First I had the egg and then a couple of hours later – pain reared its head – searing blinding pain. I didn’t know if I was going or coming. Every time I thought “OK, it’s over” a new wave of pain ensued.
Of course when I set off this morning to run a couple errands and then go to breakfast, I never imagined that at two o’clock I would have been ‘stall arrested’ 🙂 for a couple of hours!
Thank God, the pain finally subsided.
On a phone call to my mom this evening, I was saying that clearly I could never have children given the fact that I had this very low threshold for pain to which she cut through my ramblings and said “Nah! Childbearing is a completely different kind of pain experience. Childbirth is pain with purpose!” And I thought…”Hmmmm” and wrote down ‘pain with purpose’.
And she’s right. You expect that pain, you know it’s going to come, and you know when it’s going to end. You can prepare for it.
With unwelcome pain – you are not quite sure of the purpose and the uncertainty as to when it will actually end, is enough to cause additional pain and frustration.
The gurus tell us that we are wired to avoid pain and welcome pleasure.
Yet what should we do when pain comes without warning, without us expecting it?

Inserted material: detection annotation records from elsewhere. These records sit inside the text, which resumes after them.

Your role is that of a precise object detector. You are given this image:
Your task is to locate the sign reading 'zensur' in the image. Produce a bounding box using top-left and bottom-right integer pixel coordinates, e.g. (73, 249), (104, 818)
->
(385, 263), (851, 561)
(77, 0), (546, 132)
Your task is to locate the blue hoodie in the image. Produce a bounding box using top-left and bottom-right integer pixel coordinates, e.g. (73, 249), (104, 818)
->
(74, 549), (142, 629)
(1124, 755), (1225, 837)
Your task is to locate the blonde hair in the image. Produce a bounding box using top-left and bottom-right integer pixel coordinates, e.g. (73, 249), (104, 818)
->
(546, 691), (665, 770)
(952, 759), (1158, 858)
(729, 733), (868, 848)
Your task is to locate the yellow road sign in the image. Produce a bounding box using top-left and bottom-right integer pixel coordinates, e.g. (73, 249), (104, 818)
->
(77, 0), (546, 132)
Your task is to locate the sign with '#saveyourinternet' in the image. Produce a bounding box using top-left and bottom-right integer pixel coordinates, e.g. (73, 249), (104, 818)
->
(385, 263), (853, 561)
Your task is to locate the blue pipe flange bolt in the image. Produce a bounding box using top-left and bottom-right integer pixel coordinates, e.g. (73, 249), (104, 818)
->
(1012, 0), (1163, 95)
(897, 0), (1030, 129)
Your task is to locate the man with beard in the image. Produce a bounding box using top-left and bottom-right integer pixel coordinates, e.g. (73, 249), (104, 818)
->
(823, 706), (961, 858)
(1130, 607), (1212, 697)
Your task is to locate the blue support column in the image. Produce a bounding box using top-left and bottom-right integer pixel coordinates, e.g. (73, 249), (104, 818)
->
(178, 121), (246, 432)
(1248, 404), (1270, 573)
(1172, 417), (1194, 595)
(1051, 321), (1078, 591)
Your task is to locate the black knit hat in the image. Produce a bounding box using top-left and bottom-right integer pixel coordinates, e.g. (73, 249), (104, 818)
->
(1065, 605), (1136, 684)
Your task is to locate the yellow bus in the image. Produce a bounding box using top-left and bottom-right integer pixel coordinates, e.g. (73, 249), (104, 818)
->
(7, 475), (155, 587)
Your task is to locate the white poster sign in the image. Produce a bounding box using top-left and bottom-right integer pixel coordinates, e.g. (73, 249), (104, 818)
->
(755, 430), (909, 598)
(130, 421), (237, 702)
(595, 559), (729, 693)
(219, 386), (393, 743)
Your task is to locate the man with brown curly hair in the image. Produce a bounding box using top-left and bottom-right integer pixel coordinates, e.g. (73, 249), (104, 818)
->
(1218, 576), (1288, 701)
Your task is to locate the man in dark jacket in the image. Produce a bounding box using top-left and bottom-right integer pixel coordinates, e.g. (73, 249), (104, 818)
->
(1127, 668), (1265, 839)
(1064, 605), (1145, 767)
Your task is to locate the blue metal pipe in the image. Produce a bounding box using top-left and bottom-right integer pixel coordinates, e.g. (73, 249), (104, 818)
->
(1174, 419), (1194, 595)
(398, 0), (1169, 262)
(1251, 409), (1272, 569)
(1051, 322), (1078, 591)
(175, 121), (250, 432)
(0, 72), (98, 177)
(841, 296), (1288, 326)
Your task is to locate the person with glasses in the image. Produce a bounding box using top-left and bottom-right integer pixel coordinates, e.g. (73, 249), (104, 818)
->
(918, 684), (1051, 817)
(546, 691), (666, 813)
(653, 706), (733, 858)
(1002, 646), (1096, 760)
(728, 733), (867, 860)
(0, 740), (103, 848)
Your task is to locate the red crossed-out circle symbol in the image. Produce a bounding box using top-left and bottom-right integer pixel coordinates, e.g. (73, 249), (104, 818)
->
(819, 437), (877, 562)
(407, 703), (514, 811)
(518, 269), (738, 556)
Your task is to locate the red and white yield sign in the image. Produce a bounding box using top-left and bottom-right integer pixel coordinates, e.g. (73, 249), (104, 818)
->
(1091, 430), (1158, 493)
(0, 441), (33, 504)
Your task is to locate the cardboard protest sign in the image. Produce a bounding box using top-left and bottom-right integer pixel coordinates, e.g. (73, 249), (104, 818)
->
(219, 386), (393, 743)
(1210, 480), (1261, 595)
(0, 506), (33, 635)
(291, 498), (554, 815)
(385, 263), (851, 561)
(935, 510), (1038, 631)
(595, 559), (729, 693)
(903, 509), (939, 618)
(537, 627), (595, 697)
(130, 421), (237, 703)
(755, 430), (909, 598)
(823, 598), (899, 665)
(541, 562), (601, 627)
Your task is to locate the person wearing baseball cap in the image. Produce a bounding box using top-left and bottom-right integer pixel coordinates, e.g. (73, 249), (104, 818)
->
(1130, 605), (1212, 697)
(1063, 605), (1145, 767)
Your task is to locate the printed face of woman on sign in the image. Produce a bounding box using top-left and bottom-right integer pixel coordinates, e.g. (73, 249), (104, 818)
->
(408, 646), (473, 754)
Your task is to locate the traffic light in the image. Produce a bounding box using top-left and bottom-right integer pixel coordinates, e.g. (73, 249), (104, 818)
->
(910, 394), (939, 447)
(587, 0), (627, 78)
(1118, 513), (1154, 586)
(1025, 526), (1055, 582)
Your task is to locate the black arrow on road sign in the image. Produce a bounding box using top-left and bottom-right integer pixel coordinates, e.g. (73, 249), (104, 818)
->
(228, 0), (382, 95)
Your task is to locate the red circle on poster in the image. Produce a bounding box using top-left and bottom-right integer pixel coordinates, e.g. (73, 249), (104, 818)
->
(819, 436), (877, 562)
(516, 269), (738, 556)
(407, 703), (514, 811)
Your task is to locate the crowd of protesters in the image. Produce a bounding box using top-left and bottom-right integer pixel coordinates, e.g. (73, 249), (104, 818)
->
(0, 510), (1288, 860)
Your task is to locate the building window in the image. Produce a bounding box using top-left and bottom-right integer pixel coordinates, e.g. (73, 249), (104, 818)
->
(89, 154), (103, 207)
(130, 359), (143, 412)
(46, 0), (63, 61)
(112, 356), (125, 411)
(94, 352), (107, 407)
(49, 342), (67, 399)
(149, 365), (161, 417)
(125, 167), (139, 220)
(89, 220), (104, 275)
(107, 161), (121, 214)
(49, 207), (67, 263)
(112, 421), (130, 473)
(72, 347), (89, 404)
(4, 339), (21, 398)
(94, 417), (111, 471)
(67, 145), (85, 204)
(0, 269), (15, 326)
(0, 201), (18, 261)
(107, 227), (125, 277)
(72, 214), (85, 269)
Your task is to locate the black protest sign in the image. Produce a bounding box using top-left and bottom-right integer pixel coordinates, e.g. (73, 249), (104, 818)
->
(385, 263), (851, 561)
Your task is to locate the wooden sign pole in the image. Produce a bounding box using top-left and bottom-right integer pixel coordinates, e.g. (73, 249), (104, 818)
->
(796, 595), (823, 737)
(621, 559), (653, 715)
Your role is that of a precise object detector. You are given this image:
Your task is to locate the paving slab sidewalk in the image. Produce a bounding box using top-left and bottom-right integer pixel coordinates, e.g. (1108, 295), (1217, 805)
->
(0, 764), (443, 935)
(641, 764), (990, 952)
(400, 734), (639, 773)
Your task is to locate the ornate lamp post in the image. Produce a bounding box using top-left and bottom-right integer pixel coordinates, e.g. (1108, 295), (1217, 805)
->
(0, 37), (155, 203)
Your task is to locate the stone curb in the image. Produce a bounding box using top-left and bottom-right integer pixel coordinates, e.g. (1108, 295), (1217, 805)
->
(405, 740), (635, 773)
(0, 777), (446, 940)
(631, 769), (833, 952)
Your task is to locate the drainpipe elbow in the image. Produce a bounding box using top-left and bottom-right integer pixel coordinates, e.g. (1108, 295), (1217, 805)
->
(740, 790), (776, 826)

Whenever I feel ill (as in today) I immediately start thinking of how I am when I am well. I am not trying to be Polly Anna positive, it’s just what I’ve always done. And some how it allows me to lean into the pain and come out on the other side with much gratitude for the many great days in which I have no pain and experience excellent health.
What do you do when you make a situation out to be painful as in a project for a client that is particularly challenging that you keep putting off the start day, and with every passing day feel more pain as you procrastinate?
Perhaps just like I do with physical pain you can visualize your payday – when you receive the cheque for your fantastic work with your client telling you that the phones are ringing off the hook and sales have doubled since using your creative piece in their marketing campaign.
When money isn’t good and you’re barely making a living to provide for yourself or your family you can alleviate your present pain by visualizing how your eventual success will change your life.
Clayton Makepeace said “I designed my dream life in painstaking detail (notice that word pain coming up again) – and when I say painstaking detail I mean I wrote down where I wanted to live then researched how much my dream house would cost me there. I picked out my dream car, went down to the dealer and worked out what the color, options, price and payments would be. Then I added up what all the things I wanted would cost. And I figured out that when I got my income to just $223,917 per year, my dream life would be mine. From that moment on, I had a crisp clear mental image of why I was going to work everyday, why I was putting in the long hours and why I was enduring the humiliation of rejection and failure (both VERY painful experiences)”
I’m about to indulge in a pleasurable movie experience but would love to hear from you and how you deal/cope with pain.